A large majority of U.S. arts organizations have postponed or canceled performances, exhibitions, or events and 62 percent of working artists have become fully unemployed as a result of the COVID-19 pandemic, surveys conducted by Americans for the Arts find.
As of May 18, the organization's nationwide survey of artists and organizations found that 95 percent of organizations had canceled events, 67 percent expect the crisis to have a "severe" impact on their operations, 24 percent had reduced staff and 40 percent "are likely" to do so, and 10 percent are "not confident" they will survive the crisis.
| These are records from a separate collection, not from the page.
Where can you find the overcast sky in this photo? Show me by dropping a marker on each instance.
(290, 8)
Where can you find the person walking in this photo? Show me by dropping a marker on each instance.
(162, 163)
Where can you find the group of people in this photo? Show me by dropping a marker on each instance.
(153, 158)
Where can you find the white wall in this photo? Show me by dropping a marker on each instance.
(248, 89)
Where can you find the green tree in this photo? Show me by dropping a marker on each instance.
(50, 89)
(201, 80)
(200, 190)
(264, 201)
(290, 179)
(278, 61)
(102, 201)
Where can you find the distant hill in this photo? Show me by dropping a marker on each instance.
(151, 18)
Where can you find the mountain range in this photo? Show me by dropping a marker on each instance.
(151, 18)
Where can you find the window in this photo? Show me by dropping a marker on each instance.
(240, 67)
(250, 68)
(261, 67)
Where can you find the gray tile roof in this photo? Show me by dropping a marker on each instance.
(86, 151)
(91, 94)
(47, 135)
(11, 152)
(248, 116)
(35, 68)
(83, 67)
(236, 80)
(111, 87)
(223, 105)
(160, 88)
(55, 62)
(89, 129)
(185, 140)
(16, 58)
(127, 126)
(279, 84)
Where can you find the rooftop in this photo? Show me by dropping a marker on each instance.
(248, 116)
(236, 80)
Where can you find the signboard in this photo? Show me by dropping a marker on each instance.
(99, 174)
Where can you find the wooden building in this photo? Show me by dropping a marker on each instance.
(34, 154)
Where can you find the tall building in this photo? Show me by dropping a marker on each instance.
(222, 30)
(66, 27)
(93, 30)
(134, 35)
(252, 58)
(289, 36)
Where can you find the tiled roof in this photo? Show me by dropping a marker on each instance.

In addition, 95 percent of artists reported a loss of income, 61 percent had experienced a "dramatic decrease" in creative work that generates income, and 66 percent said they were unable to access supplies, resources, spaces, or people needed to do their work.
According to the organization, estimated financial losses at nonprofit arts and cultural organizations across the country had reached $5.5 billion as of May 18. Organizations also are down some 210 million admissions due to canceled events, resulting in a $6.7 billion loss in event-related spending at local businesses (including dining, lodging, and retail establishments). The economic impact of the losses includes $2 billion in lost government revenue and 348,000 jobs no longer being supported.
The surveys also found that artists/creatives have been among the most severely affected of all workers by the crisis. Of the 62 percent who have become fully unemployed in the months since the pandemic was declared a national emergency, the average financial loss per artist/creative worker is $21,000. Nationally, the collective blow to artists' income in 2020 is expected to surpass $50 billion.